US national security adviser, Saudi Arabia’s crown prince meet to discuss ‘semi-final’ security deal
DUBAI, United Arab Emirates (AP) — President Joe Biden’s national security adviser met early Sunday with Saudi Arabia’s Crown Prince Mohammed bin Salman to discuss what the kingdom described as the “semi-final” version of a wide-ranging security agreement between the countries.
The announcement by the state-run Saudi Press Agency comes as the strategic deal had been upended after Hamas’ Oct. 7 attack on Israel that killed 1,200 people and saw 250 others taken hostage back to the Gaza Strip.
In the time since, a punishing Israeli airstrike campaign and ground offensive there has killed over 35,000 Palestinians, endangering the security deal that had included Saudi Arabia diplomatically recognizing Israel for the first time since its founding in 1948.
Saudi state media released no images of Jake Sullivan and Prince Mohammed meeting in Dhahran, a city in the kingdom’s far east that’s home to its state-run oil giant, the Saudi Arabian Oil Co. known as Saudi Aramco.
“The semi-final version of the draft strategic agreements between the kingdom and the United States of America, which are almost being finalized — and what is being worked on between the two sides in the Palestinian issue to find a credible path — were discussed,” the statement released after the talks said.
That included “a two-state solution that meets the aspirations and legitimate rights of the Palestinian people” and “the situation in Gaza and the need to stop the war there and facilitate the entry of humanitarian aid,” the statement added.
Saudi Arabia has long called for an independent Palestinian state to be created along Israel’s 1967 borders, with east Jerusalem as its capital. However, that likely may be untenable for Israeli Prime Minister Benjamin Netanyahu, whose government hinges on support from hard-liners who oppose a two-state solution and support Israeli settlements on lands Palestinians want for that state.

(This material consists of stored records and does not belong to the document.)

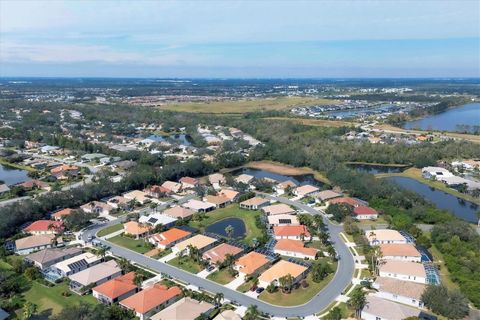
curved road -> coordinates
[82,194,355,317]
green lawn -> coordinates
[108,235,152,254]
[189,204,263,244]
[207,268,235,284]
[97,223,123,237]
[258,263,337,306]
[168,256,204,273]
[24,281,98,319]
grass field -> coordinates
[375,168,480,205]
[258,264,337,306]
[24,281,98,319]
[160,97,333,113]
[207,268,235,284]
[108,235,152,254]
[97,223,123,237]
[237,160,330,184]
[168,256,204,273]
[189,204,263,244]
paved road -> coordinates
[82,196,355,317]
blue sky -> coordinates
[0,0,480,78]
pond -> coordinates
[205,218,247,238]
[147,134,192,146]
[404,103,480,132]
[0,165,30,186]
[385,177,480,223]
[347,163,408,174]
[230,168,324,187]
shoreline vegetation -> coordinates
[375,168,480,205]
[221,160,331,185]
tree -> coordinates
[422,285,469,319]
[22,301,37,319]
[348,287,367,318]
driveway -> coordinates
[82,195,355,317]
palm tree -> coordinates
[23,301,37,319]
[225,224,235,238]
[348,287,367,318]
[243,304,260,320]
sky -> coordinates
[0,0,480,78]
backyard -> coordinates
[190,204,263,244]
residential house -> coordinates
[183,199,216,212]
[23,220,64,235]
[262,203,295,216]
[138,213,177,228]
[267,214,300,227]
[15,234,62,255]
[373,277,426,308]
[234,251,270,278]
[24,248,82,271]
[69,260,122,294]
[123,221,152,239]
[172,234,217,254]
[208,173,226,190]
[162,181,182,193]
[51,208,75,221]
[293,184,320,197]
[204,195,231,208]
[163,206,194,219]
[178,177,200,189]
[149,228,192,250]
[365,229,408,246]
[240,197,270,210]
[380,243,422,262]
[273,180,297,195]
[378,260,427,283]
[123,190,151,204]
[80,201,113,215]
[258,260,308,288]
[202,243,243,265]
[353,206,378,220]
[361,295,420,320]
[120,284,182,320]
[150,297,215,320]
[315,190,342,202]
[273,225,312,241]
[51,252,102,277]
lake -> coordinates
[385,177,480,224]
[347,163,408,174]
[230,168,324,186]
[205,218,247,238]
[404,103,480,132]
[147,134,192,146]
[0,165,31,186]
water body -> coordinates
[347,163,408,174]
[147,134,192,146]
[205,218,247,238]
[230,168,324,187]
[385,177,480,223]
[0,165,30,186]
[404,103,480,132]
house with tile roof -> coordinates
[258,260,308,288]
[24,247,82,270]
[202,243,243,265]
[149,228,192,250]
[234,251,270,277]
[120,283,182,320]
[92,272,138,304]
[68,260,122,294]
[273,225,312,241]
[150,297,215,320]
[373,277,426,308]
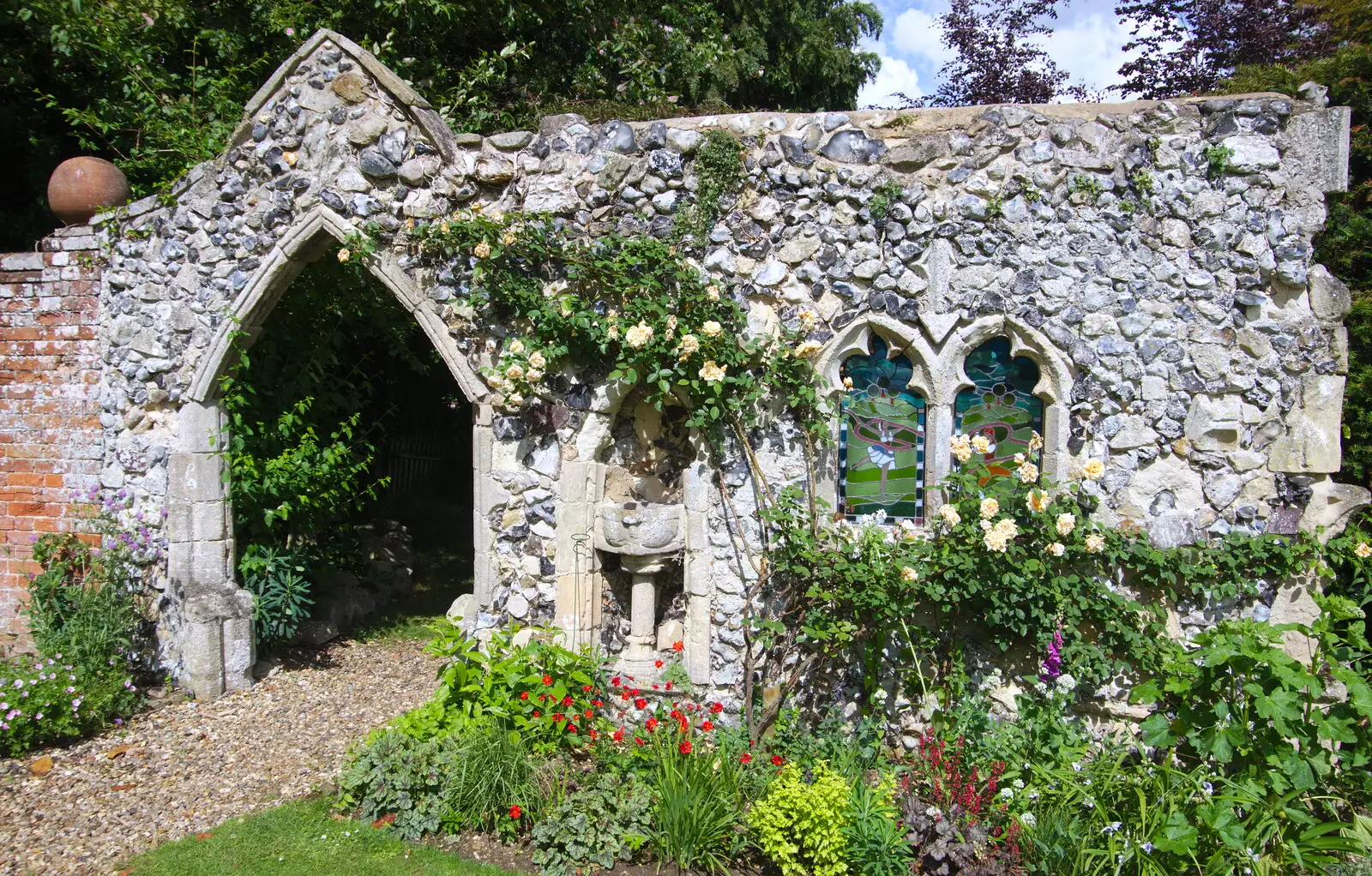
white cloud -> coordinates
[1043,12,1136,89]
[858,55,924,107]
[890,9,954,70]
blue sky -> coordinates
[858,0,1146,107]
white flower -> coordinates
[624,321,653,350]
[700,359,729,384]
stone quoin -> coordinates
[0,32,1368,698]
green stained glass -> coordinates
[954,337,1043,474]
[839,337,924,522]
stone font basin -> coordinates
[595,501,686,556]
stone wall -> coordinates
[0,226,101,652]
[0,25,1367,699]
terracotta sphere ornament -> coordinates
[48,155,133,225]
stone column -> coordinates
[159,402,256,699]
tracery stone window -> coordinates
[954,337,1044,474]
[839,334,926,524]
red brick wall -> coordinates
[0,226,101,652]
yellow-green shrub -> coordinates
[748,762,849,876]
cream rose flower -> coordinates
[624,321,653,350]
[700,359,729,384]
[1058,514,1077,536]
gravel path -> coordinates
[0,642,436,876]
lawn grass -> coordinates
[119,798,508,876]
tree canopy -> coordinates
[0,0,881,249]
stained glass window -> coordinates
[839,337,924,524]
[954,337,1043,474]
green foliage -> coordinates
[652,747,745,873]
[1068,173,1106,203]
[1134,616,1372,796]
[121,796,509,876]
[381,214,827,446]
[867,180,906,222]
[238,544,314,645]
[533,773,653,876]
[0,0,881,249]
[748,764,851,876]
[844,782,915,876]
[677,128,743,247]
[1202,142,1233,180]
[412,625,605,751]
[1020,747,1360,876]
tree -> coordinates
[0,0,881,249]
[911,0,1082,107]
[1114,0,1327,99]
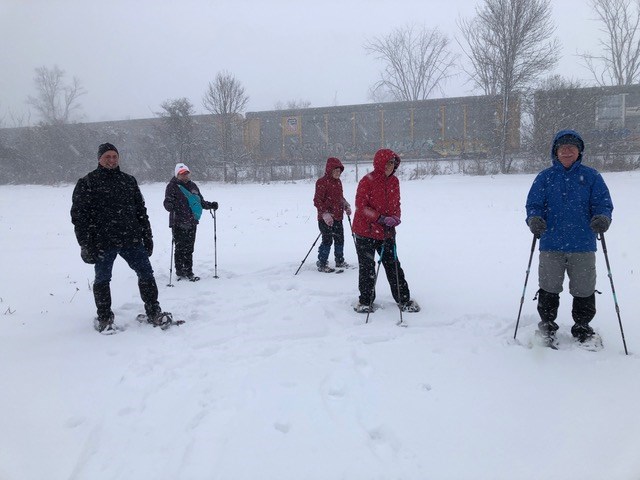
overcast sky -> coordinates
[0,0,600,126]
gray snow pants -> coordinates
[538,251,596,297]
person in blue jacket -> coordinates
[526,130,613,342]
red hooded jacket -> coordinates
[313,157,348,220]
[353,148,400,240]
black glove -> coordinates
[527,217,547,238]
[142,237,153,257]
[80,247,98,265]
[589,215,611,233]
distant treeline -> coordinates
[0,85,640,184]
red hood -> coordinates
[324,157,344,176]
[373,148,400,174]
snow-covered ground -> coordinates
[0,167,640,480]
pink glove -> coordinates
[378,215,400,228]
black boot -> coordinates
[538,289,560,337]
[93,282,115,334]
[138,278,162,319]
[571,293,596,342]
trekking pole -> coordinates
[209,210,220,278]
[393,239,407,327]
[294,232,322,275]
[167,233,176,287]
[598,233,629,355]
[347,215,358,251]
[364,243,384,323]
[513,235,538,340]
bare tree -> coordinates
[156,97,195,163]
[458,0,559,173]
[202,71,249,181]
[579,0,640,86]
[202,71,249,115]
[27,65,86,125]
[364,26,456,101]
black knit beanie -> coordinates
[98,143,120,160]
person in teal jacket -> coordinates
[526,130,613,342]
[163,163,218,282]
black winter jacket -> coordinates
[163,177,209,229]
[71,166,153,252]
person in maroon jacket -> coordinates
[353,148,420,313]
[313,157,351,273]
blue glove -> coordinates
[378,215,400,228]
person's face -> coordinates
[178,172,191,183]
[98,150,120,169]
[384,158,396,177]
[557,145,580,168]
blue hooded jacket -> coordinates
[526,130,613,252]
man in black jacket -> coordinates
[71,143,172,334]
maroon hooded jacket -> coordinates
[353,148,400,240]
[313,157,347,220]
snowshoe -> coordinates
[93,313,120,335]
[318,263,336,273]
[400,300,420,313]
[137,312,178,330]
[536,330,558,350]
[177,273,200,282]
[353,302,375,313]
[574,332,604,352]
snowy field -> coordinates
[0,166,640,480]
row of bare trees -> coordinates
[365,0,640,173]
[6,0,640,179]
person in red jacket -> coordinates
[353,148,420,313]
[313,157,351,273]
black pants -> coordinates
[318,220,344,264]
[356,235,411,305]
[173,227,197,277]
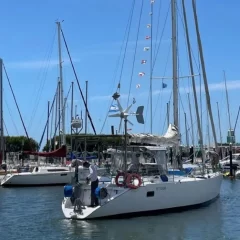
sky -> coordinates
[0,0,240,148]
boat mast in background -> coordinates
[84,81,88,161]
[57,22,66,147]
[192,0,218,152]
[171,0,179,128]
[223,71,232,131]
[0,58,4,163]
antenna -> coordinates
[109,92,144,132]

The White House issued a statement early Monday after Sullivan traveled to Israel and met with Netanyahu, saying the Saudi talks “focused on a comprehensive vision for an integrated Middle East region.” The statement did not elaborate, other than to call the talks “constructive.”
Saudi Arabia has long relied — like other Gulf Arab nations — on the U.S. to be the security guarantor for the wider Middle East as tensions over Iran’s nuclear program in recent years have spilled over into a series of attacks. The proposal now being discussed likely would deepen that, and also reportedly includes access to advanced weapons and possibly trade deals as well.
Saudi Arabia has also pushed for nuclear cooperation in the deal that includes America allowing it to enrich uranium in the kingdom — something that worries nonproliferation experts, as spinning centrifuges opens the door to a possible weapons program. Prince Mohammed has said the kingdom would pursue a nuclear weapon if Iran had one. Iran in recent weeks has increasingly threatened it could do so.
Iran’s mission to the United Nations in New York meanwhile confirmed that Tehran held indirect talks with U.S. officials in Oman last week. Iran’s state-run IRNA news agency quoted the mission as describing the talks as “an ongoing process.”
“The negotiations have not been the first and will not be the last of their kind,” the mission said, according to IRNA.
Oman, a sultanate on the eastern edge of the Arabian Peninsula, has been the site of U.S.-Iran talks in the past, including under Biden despite the tensions between the two nations.